The second connecting member 12 is connected to a door panel (not shown). The camshaft 13 interconnects the first and second connecting members 11, 12, and is rotatable between a normal state and an inclined state. The threaded member 14 is screwed to one end of the camshaft 13 through the second connecting member 12 such that the camshaft 13 is fixed to the second connecting member 12. The sliding member 15 and the resilient unit 16 are mounted between the first connecting member 11 and the camshaft 13, such that there exists a gap between the sliding member 15 and the camshaft 13. The resilient unit 16 is capable of driving the camshaft 13 from the inclined state back to the normal state via the sliding member 15. The fluid chamber sleeve 17 is mounted to the first connecting member 11, and cooperates with the sliding member 15 to define a fluid chamber 171. The conventional door hinge 1 further has a fluid passage 18 that is in spatial communication with the fluid chamber 171 and the gap (between the sliding member 15 and the camshaft 13), such that a damping fluid which is in the fluid chamber 171 may be guided to flow in and out of the fluid passage 18 via the gap.
Therefore, when an external force drives the door panel and the second connecting member 12 to pivot relative to the first connecting member 11, the camshaft 13 is driven to rotate from the normal state toward the inclined state, thereby driving the sliding member 15 to compress the resilient unit 16. During this time, the damping fluid in the fluid chamber 171 flows into the abovementioned gap and slows down the movement of the sliding member 15 and the rotation of the camshaft 13, so that the pivotal movement of the second connecting member 12 and the door panel is slowed down as well. When the external force is eliminated, the sliding member 15 is driven by the restoring force of the resilient unit 16 to drive the camshaft 13 back to the normal state. At this time, the damping fluid in the gap is driven to flow back into the fluid chamber 171 via the fluid passage 18. In such a manner, the damping fluid produces a damping effect so that the rotation of the camshaft 13 and the pivotal movement of the second connecting member 12 and the door panel are slowed down to prevent abrupt opening and closing of the door panel.
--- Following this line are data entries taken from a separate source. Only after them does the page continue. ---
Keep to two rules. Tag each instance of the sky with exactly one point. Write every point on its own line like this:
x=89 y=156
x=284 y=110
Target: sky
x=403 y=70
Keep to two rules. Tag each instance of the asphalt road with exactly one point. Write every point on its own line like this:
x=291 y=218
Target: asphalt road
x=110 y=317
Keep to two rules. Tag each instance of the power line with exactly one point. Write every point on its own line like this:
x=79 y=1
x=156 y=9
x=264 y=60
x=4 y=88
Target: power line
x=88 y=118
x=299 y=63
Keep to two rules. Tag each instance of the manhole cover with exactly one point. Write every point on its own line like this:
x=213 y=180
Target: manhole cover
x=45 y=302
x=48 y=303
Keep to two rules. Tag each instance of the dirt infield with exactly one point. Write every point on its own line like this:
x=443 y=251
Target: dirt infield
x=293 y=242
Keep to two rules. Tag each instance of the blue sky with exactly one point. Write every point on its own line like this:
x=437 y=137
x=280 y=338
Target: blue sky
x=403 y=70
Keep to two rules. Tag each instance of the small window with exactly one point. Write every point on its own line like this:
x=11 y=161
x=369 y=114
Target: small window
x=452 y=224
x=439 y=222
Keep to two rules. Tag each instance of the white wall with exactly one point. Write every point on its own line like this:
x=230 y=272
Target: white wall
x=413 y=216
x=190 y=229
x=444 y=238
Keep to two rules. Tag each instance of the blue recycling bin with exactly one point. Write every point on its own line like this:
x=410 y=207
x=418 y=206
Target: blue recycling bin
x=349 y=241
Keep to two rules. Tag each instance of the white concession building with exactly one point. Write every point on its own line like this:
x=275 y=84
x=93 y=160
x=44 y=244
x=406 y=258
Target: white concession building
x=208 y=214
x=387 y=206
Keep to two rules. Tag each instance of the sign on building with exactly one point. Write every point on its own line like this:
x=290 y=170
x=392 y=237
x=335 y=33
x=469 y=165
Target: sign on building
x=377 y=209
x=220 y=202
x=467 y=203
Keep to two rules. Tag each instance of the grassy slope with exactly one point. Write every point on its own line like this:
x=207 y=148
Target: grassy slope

In order to provide enough resilient force for driving the camshaft 13 back to the normal state, the resilient unit 16 of the conventional door hinge includes two resilient members 161, 162. However, as the resilient force of the resilient unit 16 increases, the external force needed to push the door panel open has to increase as well, which is rather inconvenient from a user's perspective.